Votre premier principe laisse entendre en fait que la politique fiscale du gouvernement devrait favoriser un type précis de services de garderies, ou c'est du moins ainsi qu'on peut l'interpréter. On sous-entend que les services de garderies payants à l'extérieur de la maison sont nécessairement meilleurs que les autres. Il faut effectivement tenir compte des diverses réalités économiques sous-jacentes mais ce sont des réalités auxquelles les parents essaient de faire face.

C'est précisément pour cette raison que l'on obtient des chiffres intéressants comme ceux que M. Shillington a cités. Ces chiffres sont exacts. Ils indiquent que beaucoup de parents estiment que la solution qu'ils préfèrent est de garder eux-mêmes leurs enfants à domicile, même si cette décision exige d'énormes sacrifices financiers. Par conséquent, quand on examine les dollars fiscaux que le gouvernement...

M. Paul Szabo: Le premier principe, à savoir que la politique doit être axée sur les enfants et tenir compte de leur intérêt supérieur a été notamment formulé ainsi parce que Condition féminine Canada prétend que tout avantage accordé à un parent qui reste au foyer serait un obstacle à l'accès de la femme au marché du travail.

M. Finn Poschmann: C'est possible.

M. Paul Szabo: Cet organisme pense davantage à la condition de la femme et il déconseille de donner la prestation à un parent qui reste au foyer parce qu'il y aurait plus de parents au foyer qu'au travail.

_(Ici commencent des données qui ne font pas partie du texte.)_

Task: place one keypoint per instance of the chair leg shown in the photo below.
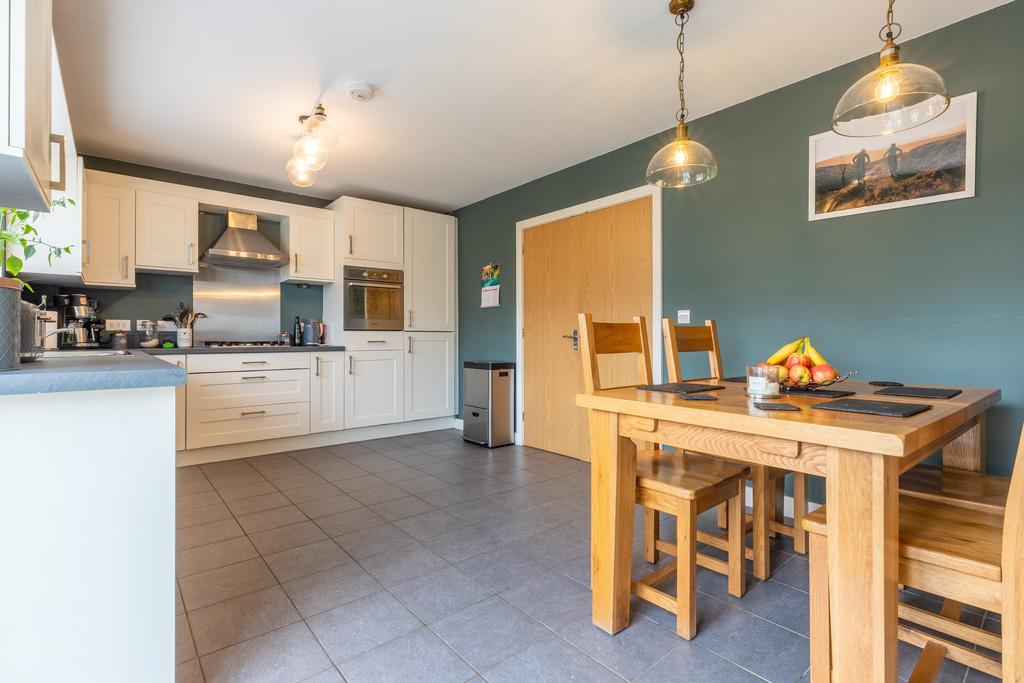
(651, 531)
(820, 619)
(799, 512)
(686, 569)
(737, 543)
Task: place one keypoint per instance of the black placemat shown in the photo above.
(820, 393)
(682, 387)
(885, 408)
(919, 392)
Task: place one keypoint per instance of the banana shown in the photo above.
(783, 352)
(816, 357)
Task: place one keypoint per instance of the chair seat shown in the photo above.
(966, 489)
(687, 477)
(942, 534)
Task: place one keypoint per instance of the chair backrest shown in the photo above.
(689, 338)
(606, 338)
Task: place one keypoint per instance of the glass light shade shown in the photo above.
(300, 174)
(682, 163)
(893, 97)
(320, 127)
(311, 152)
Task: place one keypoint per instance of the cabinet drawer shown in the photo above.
(230, 363)
(373, 341)
(218, 390)
(255, 423)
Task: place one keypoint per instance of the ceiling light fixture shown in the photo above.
(893, 97)
(683, 162)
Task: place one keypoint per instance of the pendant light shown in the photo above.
(893, 97)
(683, 162)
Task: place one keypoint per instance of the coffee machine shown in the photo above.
(80, 324)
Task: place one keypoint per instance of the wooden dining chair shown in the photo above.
(669, 482)
(967, 556)
(769, 483)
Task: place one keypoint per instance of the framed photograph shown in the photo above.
(934, 162)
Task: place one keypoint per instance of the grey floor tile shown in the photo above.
(291, 653)
(550, 660)
(240, 619)
(416, 656)
(360, 626)
(225, 583)
(327, 590)
(488, 632)
(403, 563)
(214, 555)
(283, 538)
(434, 596)
(304, 560)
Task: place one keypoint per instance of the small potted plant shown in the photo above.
(18, 237)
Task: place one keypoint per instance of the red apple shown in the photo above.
(822, 374)
(798, 359)
(800, 375)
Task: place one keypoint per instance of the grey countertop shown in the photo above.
(90, 371)
(242, 349)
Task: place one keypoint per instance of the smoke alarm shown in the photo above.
(359, 90)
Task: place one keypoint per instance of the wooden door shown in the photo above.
(598, 262)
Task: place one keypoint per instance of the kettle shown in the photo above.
(312, 331)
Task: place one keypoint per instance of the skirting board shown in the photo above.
(251, 449)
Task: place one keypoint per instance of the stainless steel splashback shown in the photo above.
(242, 304)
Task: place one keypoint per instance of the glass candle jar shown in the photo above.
(763, 381)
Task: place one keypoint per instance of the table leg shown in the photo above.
(967, 452)
(612, 477)
(863, 537)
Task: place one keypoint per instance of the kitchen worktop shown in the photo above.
(324, 348)
(90, 371)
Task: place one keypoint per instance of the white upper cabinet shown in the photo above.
(109, 236)
(372, 233)
(308, 244)
(26, 47)
(166, 232)
(429, 271)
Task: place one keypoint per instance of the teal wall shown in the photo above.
(926, 294)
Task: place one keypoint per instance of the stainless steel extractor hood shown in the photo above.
(242, 245)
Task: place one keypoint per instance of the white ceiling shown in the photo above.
(474, 96)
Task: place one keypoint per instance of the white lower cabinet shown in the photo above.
(327, 391)
(374, 388)
(429, 371)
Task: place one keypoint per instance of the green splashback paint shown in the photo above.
(926, 294)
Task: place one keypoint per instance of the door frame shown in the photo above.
(654, 193)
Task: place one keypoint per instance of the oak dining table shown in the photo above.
(859, 456)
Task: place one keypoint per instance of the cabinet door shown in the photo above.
(429, 375)
(309, 242)
(109, 236)
(429, 270)
(375, 232)
(373, 388)
(166, 231)
(327, 392)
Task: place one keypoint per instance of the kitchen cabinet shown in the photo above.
(374, 392)
(429, 270)
(26, 53)
(372, 232)
(166, 231)
(109, 236)
(327, 391)
(308, 243)
(429, 371)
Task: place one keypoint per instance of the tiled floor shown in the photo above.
(422, 558)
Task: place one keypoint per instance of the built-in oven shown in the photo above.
(373, 299)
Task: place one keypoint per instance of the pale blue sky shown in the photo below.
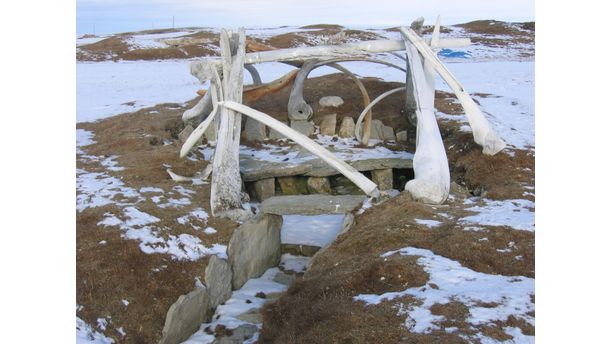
(129, 15)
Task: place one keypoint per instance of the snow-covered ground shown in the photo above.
(105, 89)
(316, 230)
(504, 296)
(96, 189)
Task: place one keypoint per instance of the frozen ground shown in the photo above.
(488, 297)
(107, 88)
(317, 230)
(96, 189)
(243, 300)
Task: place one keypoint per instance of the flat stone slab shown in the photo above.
(311, 204)
(253, 169)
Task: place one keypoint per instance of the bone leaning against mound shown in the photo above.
(219, 111)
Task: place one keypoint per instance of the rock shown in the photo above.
(376, 131)
(254, 130)
(311, 204)
(328, 125)
(347, 223)
(331, 101)
(218, 278)
(299, 250)
(183, 135)
(255, 169)
(383, 178)
(387, 133)
(211, 132)
(252, 315)
(344, 186)
(293, 185)
(254, 247)
(283, 278)
(185, 316)
(303, 127)
(347, 127)
(275, 135)
(238, 336)
(319, 185)
(402, 136)
(264, 189)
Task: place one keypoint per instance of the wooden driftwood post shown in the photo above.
(431, 183)
(226, 184)
(484, 135)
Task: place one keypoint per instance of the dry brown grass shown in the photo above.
(118, 270)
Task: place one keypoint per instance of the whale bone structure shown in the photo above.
(221, 106)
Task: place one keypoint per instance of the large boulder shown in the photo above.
(254, 130)
(303, 127)
(185, 316)
(331, 101)
(218, 278)
(383, 178)
(328, 125)
(402, 136)
(184, 134)
(387, 133)
(347, 127)
(293, 185)
(264, 189)
(254, 248)
(319, 185)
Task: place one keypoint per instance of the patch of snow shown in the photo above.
(428, 223)
(104, 89)
(317, 230)
(121, 331)
(367, 204)
(86, 335)
(111, 164)
(511, 111)
(510, 295)
(210, 230)
(184, 191)
(515, 213)
(96, 189)
(84, 138)
(175, 202)
(102, 323)
(227, 313)
(290, 262)
(151, 189)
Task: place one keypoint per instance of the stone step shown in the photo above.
(299, 250)
(254, 169)
(311, 204)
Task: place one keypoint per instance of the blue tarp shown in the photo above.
(454, 54)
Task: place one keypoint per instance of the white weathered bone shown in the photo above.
(202, 69)
(201, 109)
(347, 170)
(432, 177)
(254, 74)
(200, 176)
(197, 133)
(369, 107)
(483, 134)
(297, 108)
(226, 184)
(366, 102)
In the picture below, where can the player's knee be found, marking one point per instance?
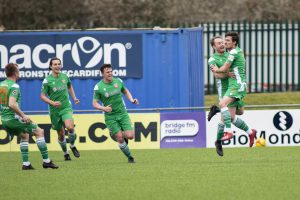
(129, 134)
(39, 132)
(239, 112)
(130, 137)
(221, 104)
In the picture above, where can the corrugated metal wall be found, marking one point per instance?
(172, 75)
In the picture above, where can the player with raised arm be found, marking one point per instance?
(237, 87)
(109, 91)
(55, 92)
(15, 122)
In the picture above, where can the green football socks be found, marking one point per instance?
(238, 122)
(226, 116)
(42, 147)
(72, 138)
(125, 149)
(63, 145)
(24, 151)
(220, 131)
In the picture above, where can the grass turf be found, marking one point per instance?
(243, 173)
(262, 99)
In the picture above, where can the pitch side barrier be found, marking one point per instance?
(185, 127)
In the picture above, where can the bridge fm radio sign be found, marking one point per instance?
(81, 53)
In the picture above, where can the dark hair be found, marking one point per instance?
(11, 69)
(51, 60)
(104, 66)
(235, 37)
(212, 40)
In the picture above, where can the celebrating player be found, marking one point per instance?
(237, 86)
(55, 92)
(15, 122)
(109, 91)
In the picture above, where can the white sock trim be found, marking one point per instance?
(26, 163)
(234, 119)
(224, 109)
(46, 160)
(122, 145)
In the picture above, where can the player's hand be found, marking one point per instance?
(135, 101)
(231, 75)
(107, 108)
(56, 104)
(214, 68)
(76, 101)
(26, 119)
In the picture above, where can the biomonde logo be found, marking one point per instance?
(283, 120)
(86, 52)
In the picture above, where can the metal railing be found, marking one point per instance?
(145, 110)
(271, 51)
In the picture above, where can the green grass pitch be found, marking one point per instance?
(168, 174)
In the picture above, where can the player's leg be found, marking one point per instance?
(226, 116)
(126, 125)
(241, 124)
(116, 131)
(69, 125)
(220, 133)
(13, 127)
(41, 143)
(63, 143)
(26, 165)
(57, 124)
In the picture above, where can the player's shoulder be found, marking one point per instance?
(98, 85)
(47, 78)
(63, 75)
(211, 59)
(118, 79)
(15, 85)
(233, 51)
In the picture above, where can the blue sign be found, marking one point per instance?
(82, 53)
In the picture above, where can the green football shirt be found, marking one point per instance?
(57, 90)
(237, 60)
(219, 60)
(111, 94)
(8, 88)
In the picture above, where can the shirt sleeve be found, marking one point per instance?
(211, 61)
(122, 86)
(96, 95)
(68, 82)
(231, 56)
(14, 91)
(45, 87)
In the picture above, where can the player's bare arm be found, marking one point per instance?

Par contre, ce raisonnement ne tient pas compte du fait que si le deuxième parent décide d'aller travailler, cette décision risque d'entraîner des frais de garde d'enfants. Cependant, la plupart des familles ont un deuxième revenu et un chèque de paie net qui augmente le revenu familial disponible total. Plusieurs facteurs comme les choix, les droits à la pension ou l'avancement professionnel entrent donc en ligne de compte.

Dans l'autre cas, les frais parentaux directs ou les frais de garde d'enfants sont éliminés mais la famille se prive également d'un revenu net de l'ordre de 10 000 $ à 15 000 $.

Par conséquent, le problème n'est pas de savoir si l'on a droit à la déduction pour frais de garde d'enfants. La principale considération qui entre en ligne de compte pour une famille est de décider quel système de valeurs elle adopte en ce qui concerne ses enfants. Les parents doivent se demander s'ils sont disposés à renoncer à un revenu net de 10 000 $ à 15 000 $ pour pouvoir assurer eux-mêmes la garde de leurs enfants.

M. Finn Poschmann: Je suis d'accord sur toute la ligne.

Le président: Un instant, s'il vous plaît. Avez-vous des questions à poser à M. Szabo?

Mme Brigitte Kitchen: J'ai en fait d'autres commentaires à faire. À propos de politique axée sur les enfants, je signale qu'il existait un programme de ce genre. Il est toujours possible de le rétablir. Il s'agit du programme universel d'allocations familiales. Les parents touchaient un chèque qu'ils aillent travailler ou non. Les allocations n'étaient pas imposables. C'était le meilleur programme axé sur les enfants qui ait existé. C'est peut-être le moment de réexaminer cette formule.

M. Paul Szabo: Je vous rappelle que cette question relève du cinquième principe, à savoir qu'il ne faut pas pénaliser les choix des parents ni leur imposer des choix.

Mme Brigitte Kitchen: Oui. Rétablissez ce programme, je vous en prie.

M. Paul Szabo: Je suis d'accord.

Le président: Allez-y, monsieur Poschmann.

M. Finn Poschmann: Je suis d'accord avec M. Szabo sur pratiquement toute la ligne. Je me demande toutefois dans combien de temps la mise en oeuvre progressive d'une politique axée sur les enfants pourrait entrer en contradiction avec plusieurs autres principes. En effet, ce principe peut devenir facilement incompatible avec celui de la liberté de choix des parents.

Le président: Merci.

C'est le moment de vous remercier d'être venus aujourd'hui pour exposer vos opinions. Notre tâche est quelque peu allégée grâce à vos témoignages mais elle reste toutefois difficile. Merci encore de nous avoir fait connaître vos opinions.

M. Finn Poschmann: Merci beaucoup, monsieur le président.

Le président: Nous reprenons nos travaux à 13 heures. La séance est levée.